GCL-SI is aiming to double its module business in one of Latin America’s solar markets of the moment, as part of a roadmap unveiled to PV Tech during a recent meeting in China.
Speaking only days after scoring an A bankability rating at Solar Media’s PV ModuleTech show in Penang, GCL-SI shared plans to take annual module sales to Brazil up to 500MW-600MW in 2020, only a few years after securing its first contracts in the country.
Lin He, the firm’s general manager for Latin America, explained the module maker already shipped 260-270MW to Brazil in 2018. “About 50% went for auction projects, with the other 50% going to distributed solar installations,” Lin He told PV Tech at GCL-SI’s offices in Suzhou, China.

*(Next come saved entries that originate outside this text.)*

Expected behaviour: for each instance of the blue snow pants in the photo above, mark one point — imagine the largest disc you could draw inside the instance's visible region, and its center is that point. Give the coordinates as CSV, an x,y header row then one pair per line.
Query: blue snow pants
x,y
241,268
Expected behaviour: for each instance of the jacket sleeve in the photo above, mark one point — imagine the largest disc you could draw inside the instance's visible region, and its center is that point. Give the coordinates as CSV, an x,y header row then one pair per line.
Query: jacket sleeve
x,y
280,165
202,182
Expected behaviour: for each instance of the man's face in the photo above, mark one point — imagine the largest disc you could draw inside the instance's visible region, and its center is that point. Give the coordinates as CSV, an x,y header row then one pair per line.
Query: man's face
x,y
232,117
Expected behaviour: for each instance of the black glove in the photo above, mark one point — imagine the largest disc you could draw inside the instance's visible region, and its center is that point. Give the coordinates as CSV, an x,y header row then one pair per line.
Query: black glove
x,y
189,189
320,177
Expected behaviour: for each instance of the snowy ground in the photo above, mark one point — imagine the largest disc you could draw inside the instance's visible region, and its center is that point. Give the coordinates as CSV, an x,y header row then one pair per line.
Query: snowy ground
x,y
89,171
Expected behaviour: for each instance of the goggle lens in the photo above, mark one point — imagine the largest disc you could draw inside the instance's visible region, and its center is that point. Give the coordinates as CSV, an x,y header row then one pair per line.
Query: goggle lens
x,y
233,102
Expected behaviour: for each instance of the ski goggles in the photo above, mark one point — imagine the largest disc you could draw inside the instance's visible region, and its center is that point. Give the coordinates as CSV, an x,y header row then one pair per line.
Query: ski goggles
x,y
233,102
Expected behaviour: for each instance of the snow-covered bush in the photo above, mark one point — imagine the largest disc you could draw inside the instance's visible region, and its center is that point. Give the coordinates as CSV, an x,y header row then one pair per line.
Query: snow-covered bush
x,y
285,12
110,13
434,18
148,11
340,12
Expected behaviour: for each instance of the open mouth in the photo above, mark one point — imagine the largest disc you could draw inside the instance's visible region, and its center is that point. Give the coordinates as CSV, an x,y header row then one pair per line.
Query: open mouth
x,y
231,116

According to him, at the time of writing GCL-SI is well positioned to meet its sales target of 2019, which should see it reach 200-250MW by year-end. “This year we’ve delivered three auction projects, 100MW all in all, with a further 70MW delivered to distributed plants,” Lin He added.
Quizzed over GCL-SI’s strategies to stay ahead in a highly prized solar market, Lin He said: “We’re thinking bifacial – some of the competition is already looking into it but normally, our tier 2 rivals have no chance to supply bifacial.”

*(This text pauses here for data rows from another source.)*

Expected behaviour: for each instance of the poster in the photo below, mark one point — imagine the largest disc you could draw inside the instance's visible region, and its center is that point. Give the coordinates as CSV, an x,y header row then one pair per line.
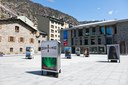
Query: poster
x,y
113,52
50,53
77,51
86,52
49,63
67,52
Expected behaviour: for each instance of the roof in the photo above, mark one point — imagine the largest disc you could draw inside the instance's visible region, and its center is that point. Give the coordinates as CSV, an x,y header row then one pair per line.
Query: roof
x,y
102,23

Word-of-mouth to stave off ‘tough’ competition
GCL-SI’s designs in Brazil come just a few years after the module maker first set its sights on the country. As Lin He explained, earlier in the decade the firm started approaching solar winners of Brazil’s 2014 power auction, bagging its first module supply contracts around early 2017.
After hitting 80-90MW Brazil-wide shipment volumes in 2017, the firm started ramping up marketing efforts in a bid to become a well-known brand. According to Lin He, the word-of-mouth began paying off in 2018, with clients increasingly approaching GCL-SI to talk business.
In recent months, GCL-SI’s three-strong Brazilian team – operating out of São Paulo – has already held meetings with the solar winners of this year’s A-4 and A-6 auctions. PV was the cheapest power source at both tenders, reaping a respective 200MW-plus and 530MW in contracts.
Competition, Lin He noted, has become “tough” in a year of auction milestones. The entry of 10 to 20 new Chinese module rivals – many of them offering low prices – has further fragmented the market, he said, adding that “thousands of new distributors” are starting to seal purchases.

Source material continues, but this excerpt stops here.